# Is there anything I can do haven't had 4G on my thunderbolt in months when I do it's short and spotty help?



## osinphay (Jun 13, 2011)

Sent from my ADR6400L using Tapatalk


----------



## Dark Jedi (Nov 3, 2011)

You might have a bad 4g sim card. I know awhile back they had a bad batch. Just go to the Verizon store and ask for a new one. They are free and see if that fixes your 4g.

Sent from my HTC Mecha using Tapatalk


----------



## osinphay (Jun 13, 2011)

Thanks I'll try that finally have the phone set up nicely but no 4g

Sent from my ADR6400L using Tapatalk


----------



## Classicmm (Nov 7, 2011)

If your rooted and running a custom ROM, might wanna flash the rooted version of 605.9 before going in to store. Depending on the rep, if they see your running a rooted phone, might try to blame issue on that. I lucked out rep I bought phone/service from just gave me the card to insert. You don't have to hand over phone to them, but why deal with that hassle when you don't have to? Just sayin. Hopefully its just your sim, mine ended up being the phone itself, good luck


----------



## WagZ (Jun 7, 2011)

I would be wondering more on the lines of, are you in a 4G area? Or do you live in the outlying area of a 4G area.

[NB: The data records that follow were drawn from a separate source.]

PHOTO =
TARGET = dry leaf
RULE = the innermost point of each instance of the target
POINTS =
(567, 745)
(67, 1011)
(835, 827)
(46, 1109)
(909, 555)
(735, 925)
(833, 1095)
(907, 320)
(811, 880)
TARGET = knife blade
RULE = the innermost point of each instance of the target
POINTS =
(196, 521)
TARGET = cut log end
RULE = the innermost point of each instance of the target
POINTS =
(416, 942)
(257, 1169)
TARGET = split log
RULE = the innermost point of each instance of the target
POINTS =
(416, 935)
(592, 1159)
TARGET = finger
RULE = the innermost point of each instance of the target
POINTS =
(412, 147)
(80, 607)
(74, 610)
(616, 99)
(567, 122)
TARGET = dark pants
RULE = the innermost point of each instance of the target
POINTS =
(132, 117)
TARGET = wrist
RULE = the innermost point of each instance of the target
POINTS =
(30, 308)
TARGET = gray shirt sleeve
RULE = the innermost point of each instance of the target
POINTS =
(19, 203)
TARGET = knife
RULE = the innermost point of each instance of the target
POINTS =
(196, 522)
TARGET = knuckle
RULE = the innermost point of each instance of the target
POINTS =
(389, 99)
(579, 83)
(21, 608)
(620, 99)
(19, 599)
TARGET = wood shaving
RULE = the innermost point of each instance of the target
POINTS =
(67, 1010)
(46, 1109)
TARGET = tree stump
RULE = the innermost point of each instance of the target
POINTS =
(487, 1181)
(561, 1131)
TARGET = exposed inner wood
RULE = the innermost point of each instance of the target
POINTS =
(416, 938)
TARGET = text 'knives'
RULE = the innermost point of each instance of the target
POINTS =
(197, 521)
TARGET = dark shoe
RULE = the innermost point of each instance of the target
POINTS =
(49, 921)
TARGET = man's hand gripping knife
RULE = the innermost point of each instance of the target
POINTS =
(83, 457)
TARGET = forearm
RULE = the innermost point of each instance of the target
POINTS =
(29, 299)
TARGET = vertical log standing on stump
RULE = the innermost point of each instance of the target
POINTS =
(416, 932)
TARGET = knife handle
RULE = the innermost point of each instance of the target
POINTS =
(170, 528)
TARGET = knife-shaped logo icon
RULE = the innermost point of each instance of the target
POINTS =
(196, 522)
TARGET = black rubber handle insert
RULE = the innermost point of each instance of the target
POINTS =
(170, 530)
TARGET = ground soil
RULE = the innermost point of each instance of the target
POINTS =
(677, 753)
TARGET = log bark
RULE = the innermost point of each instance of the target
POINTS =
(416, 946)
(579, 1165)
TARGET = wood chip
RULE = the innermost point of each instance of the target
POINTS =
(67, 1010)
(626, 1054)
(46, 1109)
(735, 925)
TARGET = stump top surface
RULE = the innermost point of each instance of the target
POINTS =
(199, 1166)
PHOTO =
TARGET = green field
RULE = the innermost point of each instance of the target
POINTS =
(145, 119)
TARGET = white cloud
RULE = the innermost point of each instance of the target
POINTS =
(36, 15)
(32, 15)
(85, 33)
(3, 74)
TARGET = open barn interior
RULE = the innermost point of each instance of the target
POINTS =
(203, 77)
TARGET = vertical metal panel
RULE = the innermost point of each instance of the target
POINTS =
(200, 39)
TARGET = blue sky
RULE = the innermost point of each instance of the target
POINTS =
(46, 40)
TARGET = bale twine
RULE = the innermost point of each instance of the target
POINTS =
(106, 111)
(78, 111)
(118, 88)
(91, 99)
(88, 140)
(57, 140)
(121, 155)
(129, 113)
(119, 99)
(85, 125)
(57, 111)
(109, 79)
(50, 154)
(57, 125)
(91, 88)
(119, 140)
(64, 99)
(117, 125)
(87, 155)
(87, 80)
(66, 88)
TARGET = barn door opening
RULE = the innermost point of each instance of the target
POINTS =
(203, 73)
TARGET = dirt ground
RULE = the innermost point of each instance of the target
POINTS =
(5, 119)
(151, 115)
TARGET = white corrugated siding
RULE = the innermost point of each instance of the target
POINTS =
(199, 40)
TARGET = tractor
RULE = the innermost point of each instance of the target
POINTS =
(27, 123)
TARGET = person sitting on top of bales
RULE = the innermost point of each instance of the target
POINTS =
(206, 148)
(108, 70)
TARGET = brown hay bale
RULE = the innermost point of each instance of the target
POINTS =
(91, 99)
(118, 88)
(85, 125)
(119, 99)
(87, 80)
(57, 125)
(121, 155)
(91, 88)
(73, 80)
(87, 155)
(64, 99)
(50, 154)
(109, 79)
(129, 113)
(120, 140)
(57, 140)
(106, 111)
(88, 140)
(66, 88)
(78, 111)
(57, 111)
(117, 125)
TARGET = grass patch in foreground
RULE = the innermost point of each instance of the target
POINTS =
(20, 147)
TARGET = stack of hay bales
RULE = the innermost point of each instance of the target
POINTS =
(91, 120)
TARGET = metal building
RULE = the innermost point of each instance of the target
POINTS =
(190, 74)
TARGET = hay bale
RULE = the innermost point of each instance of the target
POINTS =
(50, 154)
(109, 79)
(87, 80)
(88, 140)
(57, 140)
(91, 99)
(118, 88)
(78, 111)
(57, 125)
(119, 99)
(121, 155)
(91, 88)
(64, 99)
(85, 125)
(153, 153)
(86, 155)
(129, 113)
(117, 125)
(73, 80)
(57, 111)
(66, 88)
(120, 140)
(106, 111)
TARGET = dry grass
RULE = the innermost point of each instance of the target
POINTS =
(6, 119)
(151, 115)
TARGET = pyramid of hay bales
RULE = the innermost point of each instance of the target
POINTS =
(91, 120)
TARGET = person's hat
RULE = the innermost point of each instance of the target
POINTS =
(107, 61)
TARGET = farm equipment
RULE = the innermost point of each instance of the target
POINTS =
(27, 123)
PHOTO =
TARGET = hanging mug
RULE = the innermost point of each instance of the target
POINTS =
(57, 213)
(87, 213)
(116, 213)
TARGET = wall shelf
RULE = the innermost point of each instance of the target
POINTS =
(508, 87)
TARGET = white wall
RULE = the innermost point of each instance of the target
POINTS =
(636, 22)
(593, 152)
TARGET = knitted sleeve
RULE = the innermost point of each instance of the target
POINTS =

I am in a 4G area, but when I go to work (only 10 miles from my house) I get spotty 4G at best.

Yes it could be a hardware issue. It could be a software issue as well. But never rule everything out.

Wagz


----------



## tedkord (Oct 2, 2011)

I had the same issue, constant stops from 4G to 1x in an area where I had previously gotten full signal. A new SIM seems to have fixed it.

Sent from my BAMF'd Bolt.


----------



## osinphay (Jun 13, 2011)

I live in the Tampa Bay area should have strong 4g all over I'm going to get a new Sim card today

Sent from my ADR6400L using Tapatalk


----------



## aldeghij (Jul 20, 2011)

I had that problem too. After an hour on the phone w tech support they warranteed the phone. Never mentioned anything about it possibly being the sim card.

Sent from my ADR6400L using Tapatalk


----------